Years ago, my mother got a nasty case of food poisoning from an order of chicken tikka at a restaurant. For years after that, if I’d sneak up behind her and say, “Chicken tikka!” she’d crumple into a bout of dry heaves.
Translating that into biz-speak, any brand affinity she had for chicken tikka was obliterated by a critical failure event in the meal’s service delivery. Her reaction to the two words “chicken tikka” altered radically from, “Delicious in my mouth!” to, well… something opposite.
That incident has been on my mind a lot ever since I purchased a Vizio television. One of the strange signs of the times is that televisions, being increasingly computerized with apps and image correction features, occasionally crash and have to reboot. This might be evidence that we’re reaching the limits of the convergence trend and need to go back to letting televisions just be televisions, but for now it’s something consumers just have to accept.
Whenever my TV crashes and reboots (which is frequently), the Vizio logo flashes orange and white:
The decision to use the logo as an error indicator probably made sense on some engineering level. But from a brand and user experience perspective, making the company’s logo the most salient visual aspect of a critical failure event can’t have been a wise choice. While my TV silently but brightly proclaims, “VIZIO! VIZIO! VIZIO! VIZIO!” I’m mumbling curse words and heading to the kitchen for a few minutes to make a drink to occupy myself for the duration of the boot cycle.
I don’t remember what associations I might have had with Vizio as a brand before I bought this thing, and I’m not sure what Vizio’s marketers want me to think. Probably it’s something like, “Low cost, great features,” or some tagline like, “Taking entertainment freedom by storm!” Certainly they don’t want me thinking, “G*ddamned f@%#ing piece of s%#&.”
And yet, every time, “VIZIO! VIZIO! VIZIO! VIZIO!”
So now the word “Vizio” is my “chicken tikka.”
Avoiding Brand Contamination
This clearly suggests that negative experiences and error indicators probably shouldn’t be branded. This argues in favor of using fail pets like Twitter’s Fail Whale:
The page is still branded, but the most salient visual element is a charming, non-brand illustration that can bring a small amount of pleasure to an otherwise irritating experience.
No article about UX and branding can be complete without some mention of Apple, but in this case—gasp!—their example shouldn’t be slavishly copied.
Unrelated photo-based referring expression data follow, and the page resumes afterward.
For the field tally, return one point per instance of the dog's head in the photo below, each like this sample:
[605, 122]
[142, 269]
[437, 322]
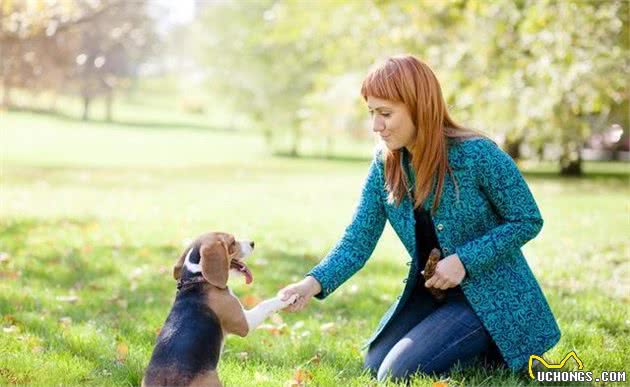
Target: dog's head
[213, 255]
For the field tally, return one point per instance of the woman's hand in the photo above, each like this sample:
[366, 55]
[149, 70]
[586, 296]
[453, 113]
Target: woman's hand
[449, 273]
[305, 290]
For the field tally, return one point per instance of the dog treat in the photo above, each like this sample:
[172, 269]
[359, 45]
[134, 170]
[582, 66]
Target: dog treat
[429, 270]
Behold, the Grey Screen of Death:
In fairness, this screen isn’t a result of a failure (that would be the Spinning Beach Ball of Death), it’s what you see while a Mac is installing updates. But unlike Windows users, Mac users aren’t accustomed to always having to wait for their computers to grind through long reboot cycles, so the experience still tastes like burning. Why does the Apple logo need to be the most salient visual on this screen?
Somewhere along the spectrum between “VIZIO!” and a fail pet is the Xbox Red Ring of Death that indicates a hardware failure:
Although the ring of lights is the signature characteristic of the Xbox’s physical appearance, at least it’s not a logo screaming “MICROSOFT!” And it has an ominous, HAL-9000-esque look of a machine saying, “Doom, doom, doom…” which kind of makes sense in the context of console gaming.
In Conclusion
Every product will at some point encounter a critical error and/or force the user to wait. Don’t let those moments become synonymous with your brand.
UX designers should:
- proactively identify potential error conditions and failure use cases.
- collaborate with their engineering colleagues to ensure they’re on the lookout, too.
- design the UI elements of an error condition or failure to, at the very least, distance it from the brand, if not to also lessen the pain it causes.
- ensure their chicken dinners have been fully cooked.